There are three defining fields in the dialog box. The first is the inputs separated by commas. You can use one or two character names. Another box contains comma-separated outputs using the same one or two characters. The box will redraw to fit the number of ports. There’s also an info text that shows up when you float your cursor over the box. The port names can also have a slash in front (like /Q) to indicate negative logic if you like.

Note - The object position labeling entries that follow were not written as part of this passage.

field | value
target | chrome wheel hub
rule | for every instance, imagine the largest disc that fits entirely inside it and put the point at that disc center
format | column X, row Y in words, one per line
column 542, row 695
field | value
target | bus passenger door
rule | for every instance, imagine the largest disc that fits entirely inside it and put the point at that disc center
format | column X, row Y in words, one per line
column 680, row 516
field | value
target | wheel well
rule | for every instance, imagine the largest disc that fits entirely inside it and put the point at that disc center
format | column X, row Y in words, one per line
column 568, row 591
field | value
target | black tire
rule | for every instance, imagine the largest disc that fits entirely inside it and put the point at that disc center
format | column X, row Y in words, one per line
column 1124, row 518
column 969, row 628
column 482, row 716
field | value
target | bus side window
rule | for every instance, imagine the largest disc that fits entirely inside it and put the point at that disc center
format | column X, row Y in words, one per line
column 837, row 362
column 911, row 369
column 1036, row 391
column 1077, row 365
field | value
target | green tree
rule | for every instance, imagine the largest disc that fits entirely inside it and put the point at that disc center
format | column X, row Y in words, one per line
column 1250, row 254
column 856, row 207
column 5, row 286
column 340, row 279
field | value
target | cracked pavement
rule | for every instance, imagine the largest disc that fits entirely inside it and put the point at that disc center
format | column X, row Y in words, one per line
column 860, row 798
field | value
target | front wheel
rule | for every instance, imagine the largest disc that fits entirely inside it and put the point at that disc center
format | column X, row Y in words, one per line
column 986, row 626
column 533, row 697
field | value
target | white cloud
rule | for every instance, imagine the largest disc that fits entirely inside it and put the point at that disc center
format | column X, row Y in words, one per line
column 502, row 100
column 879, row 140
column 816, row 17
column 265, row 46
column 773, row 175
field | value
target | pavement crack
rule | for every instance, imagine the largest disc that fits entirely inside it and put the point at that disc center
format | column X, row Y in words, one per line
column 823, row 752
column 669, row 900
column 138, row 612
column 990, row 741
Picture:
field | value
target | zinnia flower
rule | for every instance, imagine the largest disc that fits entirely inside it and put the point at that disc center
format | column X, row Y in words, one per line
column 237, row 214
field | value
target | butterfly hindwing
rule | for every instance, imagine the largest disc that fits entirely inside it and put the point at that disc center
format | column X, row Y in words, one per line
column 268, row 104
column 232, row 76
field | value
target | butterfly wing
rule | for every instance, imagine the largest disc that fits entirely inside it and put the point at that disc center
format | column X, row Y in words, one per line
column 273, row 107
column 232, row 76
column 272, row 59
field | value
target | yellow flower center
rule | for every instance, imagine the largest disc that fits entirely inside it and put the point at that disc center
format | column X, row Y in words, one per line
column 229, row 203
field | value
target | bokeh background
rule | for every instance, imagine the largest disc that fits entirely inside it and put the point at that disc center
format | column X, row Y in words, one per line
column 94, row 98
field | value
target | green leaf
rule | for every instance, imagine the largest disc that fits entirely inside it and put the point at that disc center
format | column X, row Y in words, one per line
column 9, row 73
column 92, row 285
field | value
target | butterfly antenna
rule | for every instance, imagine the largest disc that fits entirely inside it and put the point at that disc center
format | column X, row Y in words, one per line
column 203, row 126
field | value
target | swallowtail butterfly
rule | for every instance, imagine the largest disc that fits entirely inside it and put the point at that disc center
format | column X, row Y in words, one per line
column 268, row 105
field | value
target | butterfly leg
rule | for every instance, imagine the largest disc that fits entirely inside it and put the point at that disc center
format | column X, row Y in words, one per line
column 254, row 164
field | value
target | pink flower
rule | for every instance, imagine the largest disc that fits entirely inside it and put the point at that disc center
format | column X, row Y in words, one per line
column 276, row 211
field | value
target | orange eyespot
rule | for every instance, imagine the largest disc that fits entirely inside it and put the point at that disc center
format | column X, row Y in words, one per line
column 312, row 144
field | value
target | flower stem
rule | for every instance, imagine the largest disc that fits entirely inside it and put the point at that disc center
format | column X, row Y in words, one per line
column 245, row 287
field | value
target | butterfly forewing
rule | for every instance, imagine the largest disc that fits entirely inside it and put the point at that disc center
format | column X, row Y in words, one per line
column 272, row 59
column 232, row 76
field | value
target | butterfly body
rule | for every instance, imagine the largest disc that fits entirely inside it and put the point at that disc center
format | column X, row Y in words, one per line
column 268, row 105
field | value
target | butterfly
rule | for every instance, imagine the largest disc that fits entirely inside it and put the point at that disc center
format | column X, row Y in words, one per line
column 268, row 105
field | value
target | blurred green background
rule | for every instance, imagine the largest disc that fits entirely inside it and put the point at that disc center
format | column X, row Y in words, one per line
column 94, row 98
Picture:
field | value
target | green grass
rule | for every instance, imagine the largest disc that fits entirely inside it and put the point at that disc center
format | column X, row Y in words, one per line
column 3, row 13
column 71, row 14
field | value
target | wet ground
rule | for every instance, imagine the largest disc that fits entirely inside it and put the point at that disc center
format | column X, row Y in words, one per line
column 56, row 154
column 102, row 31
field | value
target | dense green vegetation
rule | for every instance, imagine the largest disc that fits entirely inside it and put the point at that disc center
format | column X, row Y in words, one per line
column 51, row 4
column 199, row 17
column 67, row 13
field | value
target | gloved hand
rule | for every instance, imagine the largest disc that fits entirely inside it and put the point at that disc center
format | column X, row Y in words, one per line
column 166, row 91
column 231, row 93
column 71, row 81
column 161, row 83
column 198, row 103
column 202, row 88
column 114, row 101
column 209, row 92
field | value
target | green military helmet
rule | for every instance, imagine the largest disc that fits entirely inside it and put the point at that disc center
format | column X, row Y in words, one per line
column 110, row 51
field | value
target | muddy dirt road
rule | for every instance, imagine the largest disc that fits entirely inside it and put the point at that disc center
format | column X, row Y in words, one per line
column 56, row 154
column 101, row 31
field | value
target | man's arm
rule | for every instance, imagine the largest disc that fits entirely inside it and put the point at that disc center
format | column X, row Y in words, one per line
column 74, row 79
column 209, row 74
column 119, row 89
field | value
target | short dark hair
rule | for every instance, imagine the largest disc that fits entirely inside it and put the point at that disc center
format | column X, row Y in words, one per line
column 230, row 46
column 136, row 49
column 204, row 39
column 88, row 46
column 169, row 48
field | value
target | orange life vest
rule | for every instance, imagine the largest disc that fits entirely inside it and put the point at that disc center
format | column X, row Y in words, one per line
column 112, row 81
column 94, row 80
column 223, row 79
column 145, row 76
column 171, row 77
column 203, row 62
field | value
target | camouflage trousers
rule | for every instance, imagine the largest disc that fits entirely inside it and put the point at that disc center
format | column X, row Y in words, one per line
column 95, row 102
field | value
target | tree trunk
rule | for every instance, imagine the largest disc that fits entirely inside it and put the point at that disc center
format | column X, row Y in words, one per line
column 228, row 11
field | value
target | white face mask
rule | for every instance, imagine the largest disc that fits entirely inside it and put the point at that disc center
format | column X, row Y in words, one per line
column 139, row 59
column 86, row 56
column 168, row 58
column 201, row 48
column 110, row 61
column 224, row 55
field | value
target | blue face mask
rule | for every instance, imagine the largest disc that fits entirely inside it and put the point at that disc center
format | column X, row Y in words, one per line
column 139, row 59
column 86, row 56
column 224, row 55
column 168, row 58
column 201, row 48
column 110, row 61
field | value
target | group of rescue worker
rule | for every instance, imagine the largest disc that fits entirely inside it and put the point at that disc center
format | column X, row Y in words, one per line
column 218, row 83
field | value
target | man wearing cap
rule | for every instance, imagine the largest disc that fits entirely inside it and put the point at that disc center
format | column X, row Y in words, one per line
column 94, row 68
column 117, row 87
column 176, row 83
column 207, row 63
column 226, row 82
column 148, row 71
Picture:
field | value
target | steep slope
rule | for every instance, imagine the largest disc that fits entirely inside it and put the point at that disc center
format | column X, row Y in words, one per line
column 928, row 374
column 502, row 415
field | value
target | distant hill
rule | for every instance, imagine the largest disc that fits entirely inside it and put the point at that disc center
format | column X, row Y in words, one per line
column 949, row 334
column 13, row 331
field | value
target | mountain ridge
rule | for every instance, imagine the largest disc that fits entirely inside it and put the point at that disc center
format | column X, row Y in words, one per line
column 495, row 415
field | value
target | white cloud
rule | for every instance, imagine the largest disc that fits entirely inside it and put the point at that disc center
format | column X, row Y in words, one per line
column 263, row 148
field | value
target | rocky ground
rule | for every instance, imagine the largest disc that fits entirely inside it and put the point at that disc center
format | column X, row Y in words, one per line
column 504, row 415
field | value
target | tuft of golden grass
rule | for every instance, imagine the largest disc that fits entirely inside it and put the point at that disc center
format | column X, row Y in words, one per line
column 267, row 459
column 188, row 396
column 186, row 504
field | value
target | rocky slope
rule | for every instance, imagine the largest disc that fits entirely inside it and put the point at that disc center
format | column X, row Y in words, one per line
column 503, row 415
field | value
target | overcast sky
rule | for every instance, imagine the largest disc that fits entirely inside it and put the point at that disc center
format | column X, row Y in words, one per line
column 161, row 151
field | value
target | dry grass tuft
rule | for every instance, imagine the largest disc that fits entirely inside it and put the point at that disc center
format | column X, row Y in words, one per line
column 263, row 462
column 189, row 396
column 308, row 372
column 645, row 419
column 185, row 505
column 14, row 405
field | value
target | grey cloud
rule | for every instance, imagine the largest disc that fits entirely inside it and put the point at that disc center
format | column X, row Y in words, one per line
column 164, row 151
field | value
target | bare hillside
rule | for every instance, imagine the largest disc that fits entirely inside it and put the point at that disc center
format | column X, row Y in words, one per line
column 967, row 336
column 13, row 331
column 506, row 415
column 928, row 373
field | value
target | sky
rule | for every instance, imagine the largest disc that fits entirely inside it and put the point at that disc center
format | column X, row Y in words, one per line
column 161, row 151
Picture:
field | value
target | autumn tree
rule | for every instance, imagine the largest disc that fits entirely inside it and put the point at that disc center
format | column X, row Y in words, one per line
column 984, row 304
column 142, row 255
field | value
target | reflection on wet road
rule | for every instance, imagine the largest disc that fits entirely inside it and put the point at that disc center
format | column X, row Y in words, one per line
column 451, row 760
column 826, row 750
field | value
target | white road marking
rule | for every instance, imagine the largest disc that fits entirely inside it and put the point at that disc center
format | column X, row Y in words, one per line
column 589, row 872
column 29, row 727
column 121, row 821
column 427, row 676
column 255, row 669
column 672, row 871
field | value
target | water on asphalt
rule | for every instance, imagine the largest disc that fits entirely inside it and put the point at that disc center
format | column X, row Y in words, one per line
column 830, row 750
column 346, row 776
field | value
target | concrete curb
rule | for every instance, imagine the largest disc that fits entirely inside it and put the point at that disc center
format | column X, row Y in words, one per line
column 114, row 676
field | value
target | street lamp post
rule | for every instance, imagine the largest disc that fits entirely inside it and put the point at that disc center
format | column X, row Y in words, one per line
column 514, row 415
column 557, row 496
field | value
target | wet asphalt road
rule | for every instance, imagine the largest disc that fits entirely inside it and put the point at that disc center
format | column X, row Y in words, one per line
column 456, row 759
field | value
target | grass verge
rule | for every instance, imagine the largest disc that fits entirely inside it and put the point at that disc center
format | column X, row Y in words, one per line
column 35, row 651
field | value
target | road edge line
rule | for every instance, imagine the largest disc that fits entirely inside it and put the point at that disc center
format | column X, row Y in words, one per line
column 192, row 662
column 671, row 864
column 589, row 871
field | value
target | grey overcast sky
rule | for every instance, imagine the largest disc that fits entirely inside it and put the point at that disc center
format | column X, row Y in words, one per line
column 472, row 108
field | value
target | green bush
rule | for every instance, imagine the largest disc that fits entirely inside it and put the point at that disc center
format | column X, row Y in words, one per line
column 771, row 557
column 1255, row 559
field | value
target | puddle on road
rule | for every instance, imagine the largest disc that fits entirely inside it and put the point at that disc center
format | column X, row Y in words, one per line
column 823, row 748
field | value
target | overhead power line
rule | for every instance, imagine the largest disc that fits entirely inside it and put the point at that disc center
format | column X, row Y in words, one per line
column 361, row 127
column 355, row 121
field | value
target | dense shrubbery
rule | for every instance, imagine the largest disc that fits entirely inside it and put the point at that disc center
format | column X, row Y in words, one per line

However, the final field is the one you want. You can define your custom function using a simple syntax. Let’s take a simple example first. Suppose you wanted to build a block that was an AND gate with two inputs A and B. The output is C. The definition would be:

00=0
01=0
10=0
11=1

That’s it. In addition to 1 and 0 you can use + or – for a positive or negative transition. You can use pattern letters and you can use ? for a don’t care. For example, suppose you have a block that copies the first input (A) to the output if the Enable pin is true. If the Enable pin is false, you want to output a zero:

?1=A
?0=0

Or you could write:

00=0
01=1
11=1

The input string can be longer than the number of inputs. In that case, the simulator reads the outputs. This lets you build state. For example, the manual shows an SR latch with inputs S and R might have outputs Q and /Q:

??00=10
10??=10
01??=01
??AB=AB

The first line handles the reset condition so that /Q is always equal to the inverse of Q. It appears that in the definition you can name the outputs anything you want on the left and then use them on the right even if the port names are different (e.g., in this case, Q is A and /Q is B). That line could just as well read ??XY=XY. In the definition, you can’t use two characters including the slash.

The Final Product

Now it is easy to create the decoder:

0000000000000001=0000
0000000000000010=0001
0000000000000100=0010
0000000000001000=0011
0000000000010000=0100
0000000000100000=0101
0000000001000000=0110
0000000010000000=0111
0000000100000000=1000
0000001000000000=1001
0000010000000000=1010
0000100000000000=1011
0001000000000000=1100
0010000000000000=1101
0100000000000000=1110
1000000000000000=1111
????????????????=0000

The rest is just a lot of wiring. Although the snake of switch connections isn’t as aesthetic as the Geniac disks, it serves the same purpose. It would be a lot of work, but you could probably do all the other Geniac programs in the same way by noting how many throws and poles each disk switch has.

There are actually better ways than the Geniac to do computing with switches. And if you want to do more conventional logic simulation with Falstad, try building flip flops.